Hospital Stays, Seniors, and the Possibility of Dementia

…or Disorientation

We have taken parents to the hospital and discovered that the hospitalization process seems to facilitate disorientation. We have also observed incidental dementia. In essence, a frightened aging parents is sick, frightened, and disoriented and loses touch with reality.

One of our parents, who was already experiencing some dementia but was living securely in the present, experienced incidental dementia. She spent seven hours in the emergency room before she was admitted to the hospital. During that time she remained alert, but gradually traveled back in time to her small Ohio town in the 1930’s, and she stayed there for about 24 hours. Mother recognized her son, my husband, but not me, her daughter-in-law. The next day after discharge, she returned to the present. However, after that hospital visit the intensity of her dementia increased.

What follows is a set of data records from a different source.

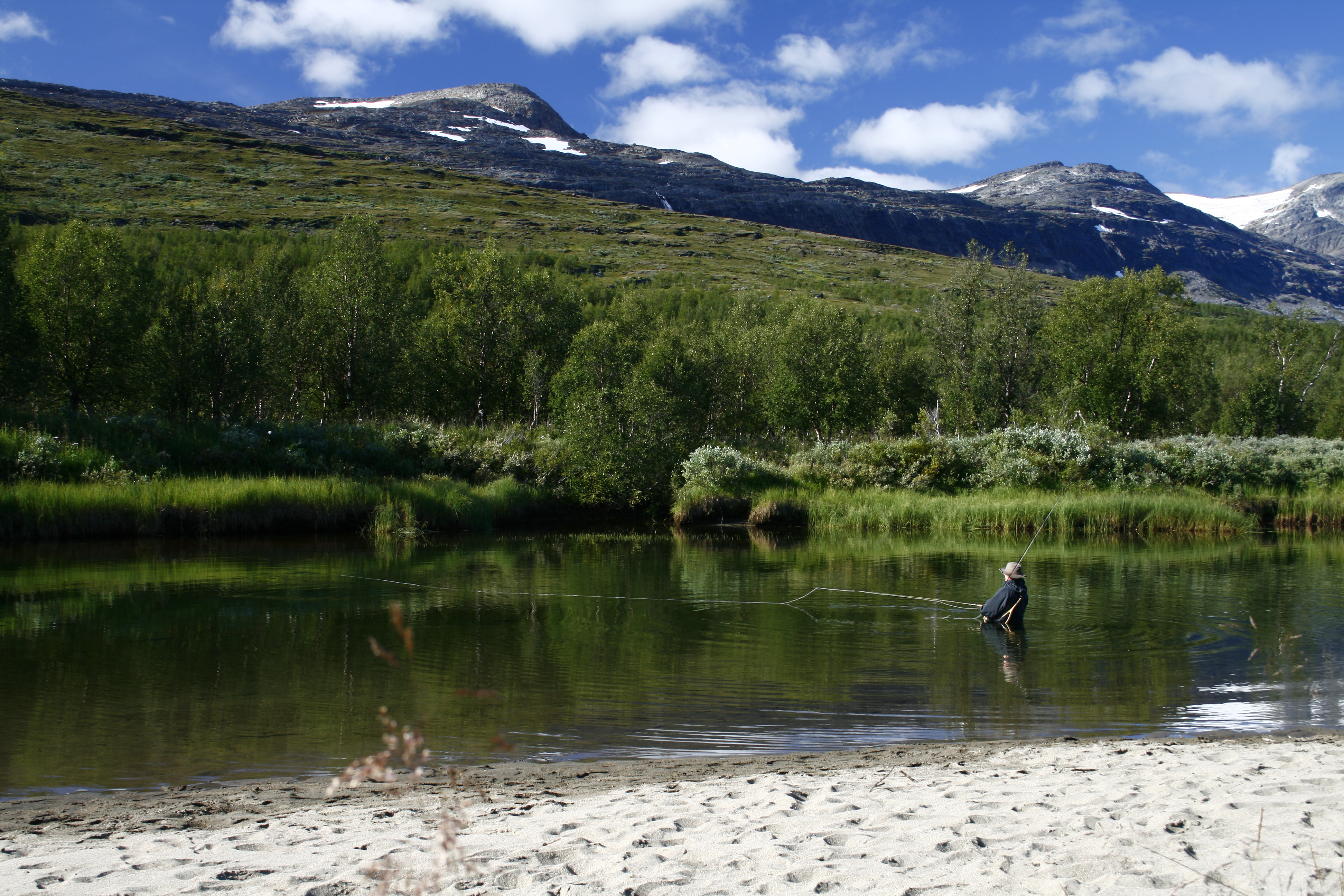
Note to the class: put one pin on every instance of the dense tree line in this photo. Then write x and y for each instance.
(351, 327)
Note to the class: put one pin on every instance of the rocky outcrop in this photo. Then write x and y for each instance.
(1311, 220)
(1079, 221)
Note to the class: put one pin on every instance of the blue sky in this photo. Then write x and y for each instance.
(1214, 99)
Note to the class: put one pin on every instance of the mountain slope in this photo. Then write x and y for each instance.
(1308, 215)
(61, 162)
(1074, 222)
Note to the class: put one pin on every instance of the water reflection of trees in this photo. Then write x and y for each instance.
(189, 659)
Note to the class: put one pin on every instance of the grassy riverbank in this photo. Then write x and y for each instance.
(1144, 512)
(257, 506)
(275, 506)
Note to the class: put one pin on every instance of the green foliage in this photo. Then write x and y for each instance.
(1126, 356)
(1038, 457)
(498, 335)
(820, 378)
(632, 402)
(358, 321)
(18, 339)
(725, 471)
(1275, 401)
(984, 334)
(85, 304)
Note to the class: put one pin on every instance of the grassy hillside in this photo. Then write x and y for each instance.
(62, 162)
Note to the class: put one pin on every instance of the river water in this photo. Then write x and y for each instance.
(144, 664)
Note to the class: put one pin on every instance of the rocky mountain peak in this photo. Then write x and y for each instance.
(1086, 188)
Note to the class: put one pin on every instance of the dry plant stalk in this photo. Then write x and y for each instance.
(448, 859)
(407, 746)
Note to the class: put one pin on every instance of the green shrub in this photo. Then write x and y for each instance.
(725, 471)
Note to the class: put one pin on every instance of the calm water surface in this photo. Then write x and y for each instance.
(130, 665)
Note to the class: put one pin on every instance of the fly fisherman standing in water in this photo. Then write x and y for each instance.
(1008, 606)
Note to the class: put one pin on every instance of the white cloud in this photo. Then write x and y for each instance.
(900, 182)
(310, 27)
(652, 61)
(736, 123)
(18, 26)
(740, 125)
(1096, 30)
(331, 71)
(1215, 91)
(937, 133)
(1086, 92)
(1287, 166)
(810, 58)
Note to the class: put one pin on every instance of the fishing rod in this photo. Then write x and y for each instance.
(1039, 529)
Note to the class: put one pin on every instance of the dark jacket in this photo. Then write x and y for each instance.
(1014, 594)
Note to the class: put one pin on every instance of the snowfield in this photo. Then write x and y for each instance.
(1237, 210)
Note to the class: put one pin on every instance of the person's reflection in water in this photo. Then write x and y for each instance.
(1010, 644)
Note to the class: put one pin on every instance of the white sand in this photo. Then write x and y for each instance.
(1252, 816)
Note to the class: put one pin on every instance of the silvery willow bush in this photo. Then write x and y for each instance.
(725, 471)
(1044, 457)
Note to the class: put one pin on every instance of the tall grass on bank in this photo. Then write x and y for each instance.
(992, 511)
(226, 506)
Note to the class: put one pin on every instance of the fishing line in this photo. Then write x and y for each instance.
(616, 597)
(1039, 529)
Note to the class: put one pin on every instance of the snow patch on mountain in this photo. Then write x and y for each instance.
(502, 124)
(1237, 210)
(358, 104)
(554, 144)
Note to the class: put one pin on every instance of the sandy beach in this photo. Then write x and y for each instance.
(1220, 814)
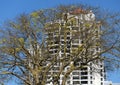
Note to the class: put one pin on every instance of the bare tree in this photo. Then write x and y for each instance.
(25, 50)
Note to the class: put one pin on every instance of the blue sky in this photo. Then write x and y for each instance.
(9, 9)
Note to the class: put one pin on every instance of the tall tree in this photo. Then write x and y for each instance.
(25, 54)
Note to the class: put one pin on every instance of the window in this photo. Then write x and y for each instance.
(84, 73)
(84, 82)
(84, 68)
(75, 77)
(91, 82)
(84, 77)
(76, 82)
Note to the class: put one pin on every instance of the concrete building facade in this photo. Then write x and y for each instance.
(58, 39)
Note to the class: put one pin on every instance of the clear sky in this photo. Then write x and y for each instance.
(9, 9)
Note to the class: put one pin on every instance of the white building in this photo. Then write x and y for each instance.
(77, 18)
(110, 83)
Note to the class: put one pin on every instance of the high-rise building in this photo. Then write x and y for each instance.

This February 23, 2010 article in Business Week, Hospital Stays May Spur Brain Decline in Seniors, reports on a study published in the Journal of the American Medical Association (JAMA) that may explain our experience.  Researchers found an association between hospitalization for critical and acute care and dementia.

The JAMA article, Association Between Acute Care and Critical Illness Hospitalization and Cognitive Function in Older Adults, is highly  technical and filled with statistics.  It will need to be read at a library unless you have access to a JAMA subscriber. The link connects to the article abstract.